Successo del Partito dei Veneti: lo “Tsunami Veneto” riunisce oltre 2000 partecipanti

Il Coordinatore Regionale Giacomo Mirto: «Abbiamo centrato l’obiettivo, ora la strada è segnata. Il PdV sarà il partito di riferimento per tutti coloro che vogliono l’Autogoverno»

Sale stracolme per il lancio del Partito dei Veneti avvenuto simultaneamente sabato nelle 7 Province venete. Centinaia di persone tra cui Amministratori, imprenditori ma anche tanta gente comune curiosa di capire il senso della nascita del Partito dei Veneti si sono ritrovate nelle varie location sparse per il Veneto. Oltre 50 relatori hanno denunciato il fallimento dei partiti nazionali in tema di autonomia e decentramento e lanciata l’unica loro alternativa credibile: un Partito unicamente veneto che difenda solo gli interessi dei veneti.

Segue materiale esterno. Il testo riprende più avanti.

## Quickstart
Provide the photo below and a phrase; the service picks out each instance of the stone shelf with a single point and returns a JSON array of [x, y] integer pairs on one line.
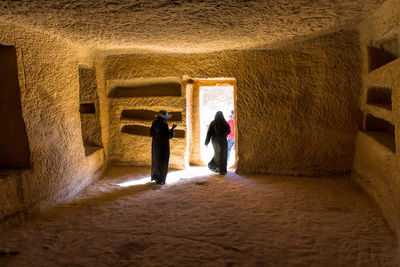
[[382, 52], [89, 150], [145, 131], [385, 76], [147, 88], [387, 141], [382, 111], [381, 130], [146, 115]]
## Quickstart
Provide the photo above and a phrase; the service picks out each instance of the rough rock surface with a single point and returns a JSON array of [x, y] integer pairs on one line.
[[376, 164], [297, 107], [196, 26], [210, 220], [49, 82]]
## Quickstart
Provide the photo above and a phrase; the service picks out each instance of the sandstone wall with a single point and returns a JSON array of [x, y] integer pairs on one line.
[[377, 160], [49, 83], [297, 107]]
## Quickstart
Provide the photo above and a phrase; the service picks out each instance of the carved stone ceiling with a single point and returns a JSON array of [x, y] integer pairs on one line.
[[186, 25]]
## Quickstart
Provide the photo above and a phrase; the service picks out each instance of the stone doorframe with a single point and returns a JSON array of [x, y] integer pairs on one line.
[[193, 115]]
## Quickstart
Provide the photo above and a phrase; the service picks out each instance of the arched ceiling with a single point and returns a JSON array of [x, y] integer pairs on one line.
[[186, 25]]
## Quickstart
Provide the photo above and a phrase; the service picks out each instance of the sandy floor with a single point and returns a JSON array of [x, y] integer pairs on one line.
[[212, 220]]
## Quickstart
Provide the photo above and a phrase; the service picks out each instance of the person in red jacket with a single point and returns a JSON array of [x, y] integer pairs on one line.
[[231, 136]]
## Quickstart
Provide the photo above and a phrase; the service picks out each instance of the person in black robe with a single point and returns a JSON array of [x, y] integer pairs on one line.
[[160, 146], [217, 132]]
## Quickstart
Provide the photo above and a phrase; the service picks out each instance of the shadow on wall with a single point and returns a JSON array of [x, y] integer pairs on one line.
[[14, 146]]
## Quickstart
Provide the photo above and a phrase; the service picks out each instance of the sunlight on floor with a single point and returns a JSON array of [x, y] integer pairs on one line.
[[172, 177]]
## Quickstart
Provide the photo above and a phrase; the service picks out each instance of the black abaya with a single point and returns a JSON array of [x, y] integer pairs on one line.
[[217, 132], [160, 149]]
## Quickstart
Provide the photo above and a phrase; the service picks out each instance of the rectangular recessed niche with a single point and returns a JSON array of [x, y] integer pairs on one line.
[[147, 115], [14, 146], [381, 130], [145, 131], [87, 108], [150, 89], [380, 96], [382, 53]]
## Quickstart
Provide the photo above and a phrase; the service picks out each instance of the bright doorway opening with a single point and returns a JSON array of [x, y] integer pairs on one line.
[[213, 99]]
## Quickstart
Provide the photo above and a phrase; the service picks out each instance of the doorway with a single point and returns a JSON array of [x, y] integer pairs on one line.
[[213, 99]]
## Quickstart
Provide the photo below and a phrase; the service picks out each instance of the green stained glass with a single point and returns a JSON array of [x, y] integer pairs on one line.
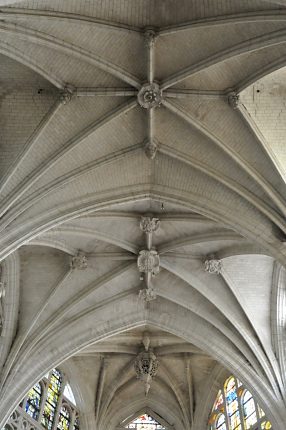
[[53, 393], [220, 422], [76, 424], [64, 419], [33, 402], [219, 401], [266, 425], [145, 422], [242, 412]]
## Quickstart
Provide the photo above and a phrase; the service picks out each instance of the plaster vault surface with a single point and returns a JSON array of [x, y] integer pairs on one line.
[[142, 189]]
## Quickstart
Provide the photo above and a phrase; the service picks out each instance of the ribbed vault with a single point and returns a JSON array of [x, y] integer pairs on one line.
[[115, 110]]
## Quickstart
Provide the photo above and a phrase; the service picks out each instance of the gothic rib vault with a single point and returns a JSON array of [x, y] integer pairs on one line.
[[116, 110]]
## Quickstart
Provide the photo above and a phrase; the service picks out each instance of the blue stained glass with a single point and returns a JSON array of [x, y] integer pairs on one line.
[[33, 403], [52, 399], [145, 422], [231, 396]]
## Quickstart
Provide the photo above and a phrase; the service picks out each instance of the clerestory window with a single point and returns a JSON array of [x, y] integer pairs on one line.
[[48, 405], [236, 409]]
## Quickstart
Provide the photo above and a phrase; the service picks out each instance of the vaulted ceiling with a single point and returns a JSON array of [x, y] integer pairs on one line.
[[116, 110]]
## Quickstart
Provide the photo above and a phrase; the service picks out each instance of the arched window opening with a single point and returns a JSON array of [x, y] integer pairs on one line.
[[64, 418], [34, 401], [249, 410], [232, 410], [76, 423], [53, 394], [220, 422], [49, 404], [236, 409], [145, 422], [69, 394]]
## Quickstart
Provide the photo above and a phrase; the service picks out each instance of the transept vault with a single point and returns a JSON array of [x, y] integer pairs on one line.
[[143, 203]]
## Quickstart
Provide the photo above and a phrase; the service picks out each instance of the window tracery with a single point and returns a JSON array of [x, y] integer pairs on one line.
[[236, 409], [46, 406]]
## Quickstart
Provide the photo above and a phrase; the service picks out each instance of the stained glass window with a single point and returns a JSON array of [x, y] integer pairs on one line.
[[64, 418], [145, 422], [249, 410], [51, 403], [53, 393], [34, 400], [235, 409], [76, 423]]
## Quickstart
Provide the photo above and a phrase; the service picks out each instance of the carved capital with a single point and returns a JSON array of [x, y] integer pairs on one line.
[[150, 37], [213, 266], [151, 149], [148, 262], [233, 100], [79, 261], [147, 294], [149, 224], [149, 96], [66, 95]]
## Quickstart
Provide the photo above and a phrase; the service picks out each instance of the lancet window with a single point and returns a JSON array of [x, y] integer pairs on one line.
[[48, 405], [236, 409]]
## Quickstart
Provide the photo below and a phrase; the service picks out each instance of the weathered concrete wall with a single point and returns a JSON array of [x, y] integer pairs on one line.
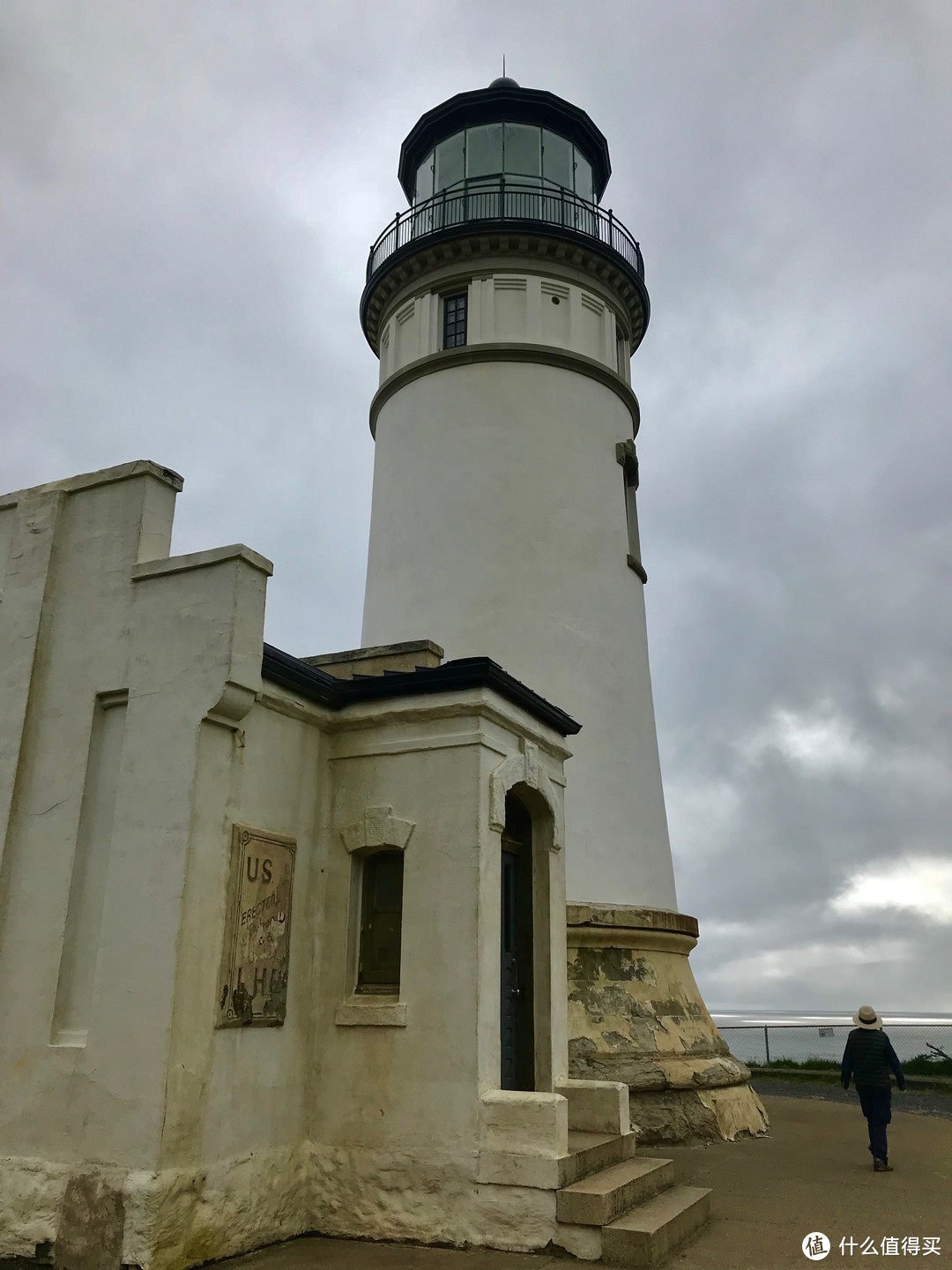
[[136, 736], [636, 1015]]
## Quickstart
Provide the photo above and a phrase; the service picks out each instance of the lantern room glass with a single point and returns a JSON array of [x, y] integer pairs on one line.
[[522, 153]]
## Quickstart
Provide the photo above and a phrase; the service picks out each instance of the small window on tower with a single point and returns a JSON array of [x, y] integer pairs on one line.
[[381, 918], [455, 320]]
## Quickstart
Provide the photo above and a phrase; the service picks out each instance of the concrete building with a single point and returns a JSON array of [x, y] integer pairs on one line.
[[504, 308], [283, 941]]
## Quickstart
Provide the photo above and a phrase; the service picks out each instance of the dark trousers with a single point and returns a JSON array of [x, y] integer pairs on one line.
[[877, 1109]]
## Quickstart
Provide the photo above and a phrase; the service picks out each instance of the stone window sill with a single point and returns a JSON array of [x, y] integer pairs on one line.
[[371, 1012]]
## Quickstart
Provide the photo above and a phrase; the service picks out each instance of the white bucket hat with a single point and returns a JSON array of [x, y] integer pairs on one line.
[[867, 1018]]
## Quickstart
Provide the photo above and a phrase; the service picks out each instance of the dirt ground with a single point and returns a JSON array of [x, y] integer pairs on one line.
[[813, 1174]]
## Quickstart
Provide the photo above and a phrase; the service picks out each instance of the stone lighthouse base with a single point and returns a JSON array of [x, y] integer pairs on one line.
[[636, 1015]]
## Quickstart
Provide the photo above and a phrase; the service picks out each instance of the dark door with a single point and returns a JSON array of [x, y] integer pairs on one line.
[[517, 1018]]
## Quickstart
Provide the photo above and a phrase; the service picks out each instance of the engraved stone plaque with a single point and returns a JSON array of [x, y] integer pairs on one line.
[[254, 977]]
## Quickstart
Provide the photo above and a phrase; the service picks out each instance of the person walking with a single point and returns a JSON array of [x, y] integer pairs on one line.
[[868, 1059]]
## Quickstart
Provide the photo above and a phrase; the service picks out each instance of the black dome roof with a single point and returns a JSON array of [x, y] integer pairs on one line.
[[504, 101]]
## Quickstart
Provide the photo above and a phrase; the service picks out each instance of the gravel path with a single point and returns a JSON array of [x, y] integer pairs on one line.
[[919, 1104]]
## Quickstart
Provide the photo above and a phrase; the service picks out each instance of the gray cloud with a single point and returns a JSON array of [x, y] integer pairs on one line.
[[190, 196]]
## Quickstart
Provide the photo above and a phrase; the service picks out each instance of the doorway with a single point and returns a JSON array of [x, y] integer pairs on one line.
[[517, 1024]]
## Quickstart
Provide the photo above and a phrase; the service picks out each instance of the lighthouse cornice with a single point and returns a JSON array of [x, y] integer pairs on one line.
[[528, 247]]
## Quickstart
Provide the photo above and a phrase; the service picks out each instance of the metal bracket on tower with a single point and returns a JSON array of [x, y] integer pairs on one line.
[[628, 456]]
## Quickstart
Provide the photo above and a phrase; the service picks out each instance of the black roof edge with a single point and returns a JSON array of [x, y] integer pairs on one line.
[[516, 106], [467, 672]]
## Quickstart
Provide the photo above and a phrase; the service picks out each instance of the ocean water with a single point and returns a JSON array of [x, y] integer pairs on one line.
[[822, 1033]]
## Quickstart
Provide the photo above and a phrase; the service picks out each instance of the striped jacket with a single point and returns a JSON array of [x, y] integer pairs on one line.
[[868, 1059]]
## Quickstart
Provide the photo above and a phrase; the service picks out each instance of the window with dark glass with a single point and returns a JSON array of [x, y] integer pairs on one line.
[[455, 320], [381, 915]]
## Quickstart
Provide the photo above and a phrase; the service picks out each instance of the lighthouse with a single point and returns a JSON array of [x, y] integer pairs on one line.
[[504, 305]]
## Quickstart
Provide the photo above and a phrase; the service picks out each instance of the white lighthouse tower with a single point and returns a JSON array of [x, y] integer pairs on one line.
[[504, 306]]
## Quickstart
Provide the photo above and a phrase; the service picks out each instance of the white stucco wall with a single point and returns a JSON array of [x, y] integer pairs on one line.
[[507, 305], [135, 733], [499, 528]]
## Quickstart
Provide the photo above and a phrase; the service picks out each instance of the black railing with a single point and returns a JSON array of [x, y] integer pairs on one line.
[[496, 198]]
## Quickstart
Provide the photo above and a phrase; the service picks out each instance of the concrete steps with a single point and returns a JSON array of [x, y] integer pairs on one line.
[[603, 1197], [648, 1235], [591, 1152], [640, 1215]]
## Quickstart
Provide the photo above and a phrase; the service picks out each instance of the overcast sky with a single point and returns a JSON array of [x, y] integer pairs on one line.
[[188, 193]]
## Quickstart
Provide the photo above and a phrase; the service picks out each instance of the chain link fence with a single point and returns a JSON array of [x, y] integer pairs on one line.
[[923, 1050]]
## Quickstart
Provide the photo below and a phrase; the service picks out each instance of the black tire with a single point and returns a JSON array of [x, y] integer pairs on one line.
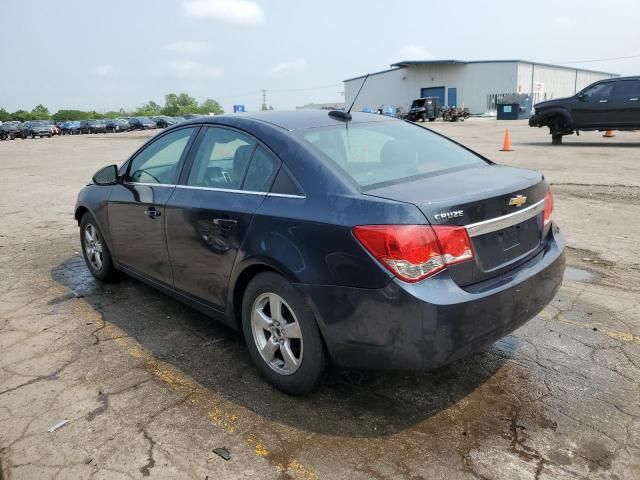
[[107, 272], [313, 358]]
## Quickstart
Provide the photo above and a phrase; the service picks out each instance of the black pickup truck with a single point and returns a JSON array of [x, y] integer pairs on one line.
[[612, 104]]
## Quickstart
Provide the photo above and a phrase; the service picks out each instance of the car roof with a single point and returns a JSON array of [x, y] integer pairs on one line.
[[295, 119]]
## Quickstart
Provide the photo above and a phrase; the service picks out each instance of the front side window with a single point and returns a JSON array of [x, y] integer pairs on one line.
[[378, 153], [261, 172], [627, 88], [601, 90], [158, 162], [222, 159]]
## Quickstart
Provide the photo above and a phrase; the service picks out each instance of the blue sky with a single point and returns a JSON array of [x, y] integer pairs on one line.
[[122, 53]]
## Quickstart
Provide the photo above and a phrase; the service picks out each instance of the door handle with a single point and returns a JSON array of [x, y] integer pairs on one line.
[[225, 223], [151, 212]]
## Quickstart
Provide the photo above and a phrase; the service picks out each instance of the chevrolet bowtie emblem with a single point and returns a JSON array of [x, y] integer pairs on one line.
[[517, 201]]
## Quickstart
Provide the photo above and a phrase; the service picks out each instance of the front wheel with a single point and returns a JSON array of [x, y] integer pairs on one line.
[[95, 250], [282, 335]]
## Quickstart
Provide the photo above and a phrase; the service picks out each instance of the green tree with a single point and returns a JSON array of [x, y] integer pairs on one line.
[[21, 116], [70, 115], [210, 106], [150, 109], [179, 104], [40, 112]]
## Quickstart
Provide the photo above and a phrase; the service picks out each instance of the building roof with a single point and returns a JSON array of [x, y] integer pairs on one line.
[[289, 119], [409, 63]]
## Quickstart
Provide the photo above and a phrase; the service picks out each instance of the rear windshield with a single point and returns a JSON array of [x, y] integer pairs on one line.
[[378, 153]]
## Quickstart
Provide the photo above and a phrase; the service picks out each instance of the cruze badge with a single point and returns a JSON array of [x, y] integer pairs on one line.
[[517, 201], [446, 215]]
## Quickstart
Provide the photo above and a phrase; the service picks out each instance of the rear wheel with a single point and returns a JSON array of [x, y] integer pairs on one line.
[[282, 335], [556, 126], [95, 250]]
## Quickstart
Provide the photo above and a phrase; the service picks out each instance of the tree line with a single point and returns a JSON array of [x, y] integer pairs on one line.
[[174, 105]]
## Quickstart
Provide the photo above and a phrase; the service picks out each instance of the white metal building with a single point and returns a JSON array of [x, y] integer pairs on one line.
[[472, 84]]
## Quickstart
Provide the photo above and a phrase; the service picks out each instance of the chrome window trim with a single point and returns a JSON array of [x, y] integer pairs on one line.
[[149, 184], [214, 189], [509, 220], [285, 195]]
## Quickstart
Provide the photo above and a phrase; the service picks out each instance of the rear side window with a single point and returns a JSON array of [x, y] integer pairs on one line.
[[627, 87], [602, 90], [378, 153], [222, 159]]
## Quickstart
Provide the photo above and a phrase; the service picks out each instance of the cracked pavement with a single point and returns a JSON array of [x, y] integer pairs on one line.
[[150, 387]]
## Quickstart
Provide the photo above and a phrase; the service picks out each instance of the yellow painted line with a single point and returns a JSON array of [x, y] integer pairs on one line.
[[623, 336], [220, 412]]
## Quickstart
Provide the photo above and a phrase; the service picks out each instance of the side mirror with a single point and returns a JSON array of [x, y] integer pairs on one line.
[[106, 176]]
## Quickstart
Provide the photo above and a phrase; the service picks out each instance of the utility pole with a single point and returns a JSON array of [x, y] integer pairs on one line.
[[264, 100]]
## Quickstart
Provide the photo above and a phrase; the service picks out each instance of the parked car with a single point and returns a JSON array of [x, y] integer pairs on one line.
[[380, 245], [71, 127], [10, 130], [163, 121], [93, 126], [141, 123], [35, 129], [424, 108], [612, 104], [117, 125]]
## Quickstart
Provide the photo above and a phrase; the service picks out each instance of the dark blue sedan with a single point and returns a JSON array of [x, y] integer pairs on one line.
[[369, 243]]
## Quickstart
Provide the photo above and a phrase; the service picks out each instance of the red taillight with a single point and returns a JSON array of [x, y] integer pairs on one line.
[[548, 207], [415, 252]]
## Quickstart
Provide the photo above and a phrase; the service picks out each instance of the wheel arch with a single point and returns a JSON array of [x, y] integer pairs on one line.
[[79, 213], [245, 274], [558, 112]]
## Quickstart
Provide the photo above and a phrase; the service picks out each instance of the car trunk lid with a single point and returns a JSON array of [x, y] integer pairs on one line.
[[500, 206]]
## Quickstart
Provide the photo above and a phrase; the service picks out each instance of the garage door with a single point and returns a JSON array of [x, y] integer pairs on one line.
[[433, 92]]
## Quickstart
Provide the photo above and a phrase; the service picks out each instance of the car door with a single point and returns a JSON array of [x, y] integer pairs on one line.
[[136, 206], [627, 95], [210, 212], [594, 106]]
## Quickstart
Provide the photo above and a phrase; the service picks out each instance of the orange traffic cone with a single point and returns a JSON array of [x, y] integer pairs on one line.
[[506, 145]]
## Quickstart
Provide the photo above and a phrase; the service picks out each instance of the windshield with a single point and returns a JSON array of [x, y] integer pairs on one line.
[[378, 153]]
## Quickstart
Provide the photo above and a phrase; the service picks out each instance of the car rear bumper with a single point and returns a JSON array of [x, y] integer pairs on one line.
[[434, 322], [536, 121]]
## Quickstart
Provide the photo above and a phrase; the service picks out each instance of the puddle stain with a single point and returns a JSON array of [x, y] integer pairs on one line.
[[622, 336], [575, 274]]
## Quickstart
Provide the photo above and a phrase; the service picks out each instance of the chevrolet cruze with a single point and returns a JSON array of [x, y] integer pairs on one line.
[[364, 241]]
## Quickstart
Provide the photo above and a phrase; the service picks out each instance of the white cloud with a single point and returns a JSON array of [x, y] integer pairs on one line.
[[231, 11], [102, 70], [191, 69], [412, 52], [286, 67], [186, 47]]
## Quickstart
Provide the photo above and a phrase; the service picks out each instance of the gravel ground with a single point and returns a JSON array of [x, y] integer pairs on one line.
[[150, 387]]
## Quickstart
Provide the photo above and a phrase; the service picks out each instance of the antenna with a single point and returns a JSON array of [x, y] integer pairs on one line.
[[346, 116]]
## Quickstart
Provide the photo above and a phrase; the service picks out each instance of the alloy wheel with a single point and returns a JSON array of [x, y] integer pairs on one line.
[[93, 247], [276, 333]]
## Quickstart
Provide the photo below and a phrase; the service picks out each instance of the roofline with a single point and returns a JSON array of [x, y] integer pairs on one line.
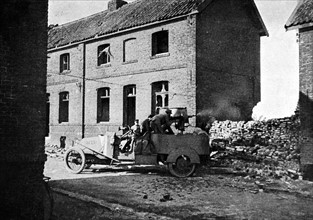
[[287, 25], [260, 19], [299, 26], [202, 6], [120, 32]]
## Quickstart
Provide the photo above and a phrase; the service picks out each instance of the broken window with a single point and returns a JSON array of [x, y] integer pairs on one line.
[[130, 50], [64, 62], [129, 105], [104, 54], [159, 96], [159, 42], [47, 114], [63, 107], [103, 108]]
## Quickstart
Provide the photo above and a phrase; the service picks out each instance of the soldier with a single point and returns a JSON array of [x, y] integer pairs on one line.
[[161, 123]]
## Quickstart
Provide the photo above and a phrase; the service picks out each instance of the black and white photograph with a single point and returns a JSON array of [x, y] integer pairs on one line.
[[156, 109]]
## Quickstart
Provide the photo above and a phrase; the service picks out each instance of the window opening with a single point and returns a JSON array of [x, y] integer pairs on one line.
[[47, 114], [159, 42], [130, 50], [103, 108], [64, 62], [160, 96], [63, 107], [104, 54], [129, 105]]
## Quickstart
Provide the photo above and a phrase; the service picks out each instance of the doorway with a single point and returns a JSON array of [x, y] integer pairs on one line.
[[129, 112]]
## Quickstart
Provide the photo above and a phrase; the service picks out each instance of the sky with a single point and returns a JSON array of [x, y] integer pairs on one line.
[[279, 51]]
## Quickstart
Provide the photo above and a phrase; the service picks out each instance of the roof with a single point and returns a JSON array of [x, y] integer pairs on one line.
[[302, 15], [135, 14]]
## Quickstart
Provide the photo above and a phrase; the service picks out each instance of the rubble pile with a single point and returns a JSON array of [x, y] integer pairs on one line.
[[265, 148], [54, 151]]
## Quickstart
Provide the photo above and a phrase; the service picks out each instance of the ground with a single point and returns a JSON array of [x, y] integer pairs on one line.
[[129, 192]]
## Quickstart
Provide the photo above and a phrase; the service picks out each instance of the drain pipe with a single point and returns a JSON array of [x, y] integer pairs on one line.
[[84, 90]]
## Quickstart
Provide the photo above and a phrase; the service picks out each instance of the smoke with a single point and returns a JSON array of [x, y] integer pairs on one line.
[[223, 109]]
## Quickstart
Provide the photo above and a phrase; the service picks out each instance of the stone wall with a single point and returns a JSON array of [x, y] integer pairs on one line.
[[228, 61], [268, 147], [306, 98], [177, 67]]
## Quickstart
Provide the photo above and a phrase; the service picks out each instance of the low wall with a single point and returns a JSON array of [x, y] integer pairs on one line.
[[266, 148]]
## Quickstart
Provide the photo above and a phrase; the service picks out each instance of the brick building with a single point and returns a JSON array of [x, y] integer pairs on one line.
[[124, 63], [23, 67], [302, 20]]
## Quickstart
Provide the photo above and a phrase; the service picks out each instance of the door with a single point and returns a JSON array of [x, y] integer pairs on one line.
[[129, 112]]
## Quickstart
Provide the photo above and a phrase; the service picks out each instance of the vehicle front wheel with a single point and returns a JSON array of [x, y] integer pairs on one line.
[[75, 160], [182, 167]]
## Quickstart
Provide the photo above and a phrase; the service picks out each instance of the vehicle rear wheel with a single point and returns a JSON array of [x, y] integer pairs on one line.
[[182, 167], [75, 160]]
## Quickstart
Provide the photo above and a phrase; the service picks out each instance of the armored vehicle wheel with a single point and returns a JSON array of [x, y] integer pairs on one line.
[[75, 160], [182, 167]]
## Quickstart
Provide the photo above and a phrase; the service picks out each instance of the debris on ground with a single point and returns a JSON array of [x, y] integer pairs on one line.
[[263, 148], [54, 151]]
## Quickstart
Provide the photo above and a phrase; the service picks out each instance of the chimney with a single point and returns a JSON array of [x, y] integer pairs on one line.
[[115, 4]]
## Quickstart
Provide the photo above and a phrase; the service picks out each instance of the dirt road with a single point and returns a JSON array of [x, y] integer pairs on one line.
[[151, 193]]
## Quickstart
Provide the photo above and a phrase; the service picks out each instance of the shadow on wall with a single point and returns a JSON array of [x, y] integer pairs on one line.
[[225, 109], [306, 143]]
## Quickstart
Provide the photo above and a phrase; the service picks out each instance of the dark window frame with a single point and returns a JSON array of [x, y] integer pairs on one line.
[[125, 52], [160, 42], [129, 104], [103, 57], [103, 104], [63, 107], [64, 62], [159, 96]]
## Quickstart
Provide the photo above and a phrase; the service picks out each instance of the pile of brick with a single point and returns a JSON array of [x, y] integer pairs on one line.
[[265, 148]]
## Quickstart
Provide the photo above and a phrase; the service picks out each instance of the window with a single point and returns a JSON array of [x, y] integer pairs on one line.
[[64, 62], [159, 96], [47, 114], [103, 108], [63, 107], [159, 42], [130, 50], [129, 112], [104, 54]]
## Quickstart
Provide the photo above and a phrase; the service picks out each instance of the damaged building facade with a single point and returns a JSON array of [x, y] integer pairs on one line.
[[302, 20], [126, 62]]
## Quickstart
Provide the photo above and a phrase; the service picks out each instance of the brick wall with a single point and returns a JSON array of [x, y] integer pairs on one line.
[[228, 61], [306, 99], [23, 44], [177, 67]]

Il Coordinatore Regionale Giacomo Mirto commenta entusiasta: «Abbiamo centrato l’obiettivo. Grazie al lavoro straordinario dei nostri coordinamenti provinciali siamo riusciti a riempire gli auditorium in nemmeno tre settimane, muovendo centinaia di persone in ogni Provincia. La strada è segnata, ed è quella di successo portata avanti dall’SVP in Sud-Tirol o dall’SNP in Scozia ovvero quella di Partiti regionalisti che sono riusciti concretamente a trattenere le loro risorse economiche nei loro territori. Il PdV sarà quindi il partito di riferimento per tutti quei veneti che vogliono l’Autogoverno e che nel 2017 votarono in massa un’autonomia fiscale, mai arrivata a causa dei fallimentari partiti nazionali. Da oggi non si potrà più fingere che non esista un’alternativa veneta, l’unica alternativa: il Partito dei Veneti».

Flavio Corazza, Coord. Prov. Di Treviso: «Un sabato pomeriggio frizzante all’hotel Crystal di Preganziol. Dopo l’unione delle principali sigle autonomiste e indipendentiste, il PdV si propone e si lancia alle prossime regionali del 2020 come unico partito territoriale». Fra i relatori Riccardo Szumsky, ex leghista e sindaco di Santa Lucia di Piave che ha parole dure e ferme: «Basta autocelebrarsi in Regione, da Roma non si cambiano le cose». E ancora, Simonetta Rubinato senatrice ex PD: «La Costituzione italiana sarà la nostra arma. L’uniformità italiana uccide le singolarità territoriali». Parola utilizzata da tutti i relatori è “responsabilità”, spesso utilizzata ma tradita dai partiti nazionali. «Se queste sono le premesse, lo tsunami annunciato dagli esponenti del PdV si protrarrà fino alle prossime regionali, e allora si, ne vedremo delle belle» concludono gli organizzatori.